Because first came dinner.
And the painting.
She blinked, took a breath, and moved.
Fast.
Thank God she was fast.
Sabzi polo started first—parsley, cilantro, dill, garlic chopped with military precision. Rice soaking in lemon water. Fish unwrapped, patted dry, seasoned like her mother used to do it: not too much, not too shy. Just right.
While the rice boiled, she pulled out the canvas.
Not a big one. Not one of her gallery frames. Just something small. Honest. But something snagged at her.

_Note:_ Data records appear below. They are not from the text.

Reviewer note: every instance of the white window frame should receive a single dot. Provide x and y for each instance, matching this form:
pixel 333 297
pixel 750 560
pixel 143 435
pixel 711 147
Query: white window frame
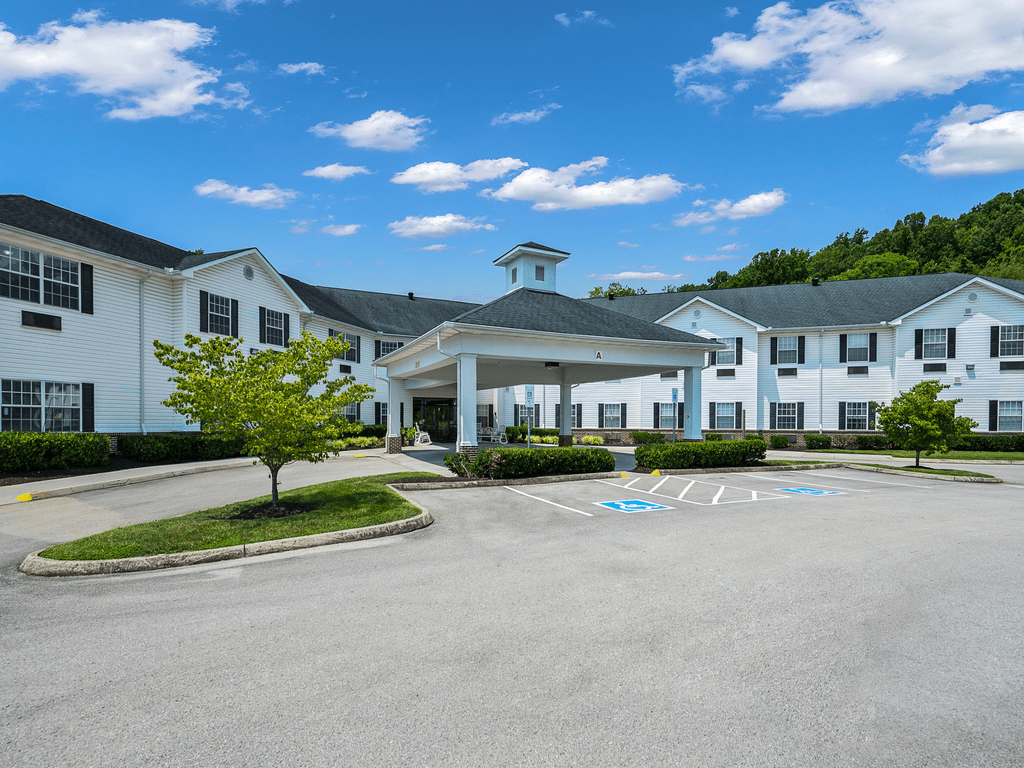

She hovered a moment too long over the drawer of small canvases.
No.
No, that wouldn't do.
What kind of confession lives on a ten-by-twelve?
Dianna deserved better than napkin margins and notebook sketches.
She deserved space.
Roxie turned and crossed the room in three long strides, flipped open the tall cabinet where she kept the big ones—her Sunday canvases. The ones she saved for when her chest ached too much to speak and her hands were the only thing that could make sense of it.
There it was.
Forty-eight by twenty-four.
Tall enough to stand at. Wide enough to move with. Big enough to feel.
She set it down on the easel with a thunk that echoed in the apartment.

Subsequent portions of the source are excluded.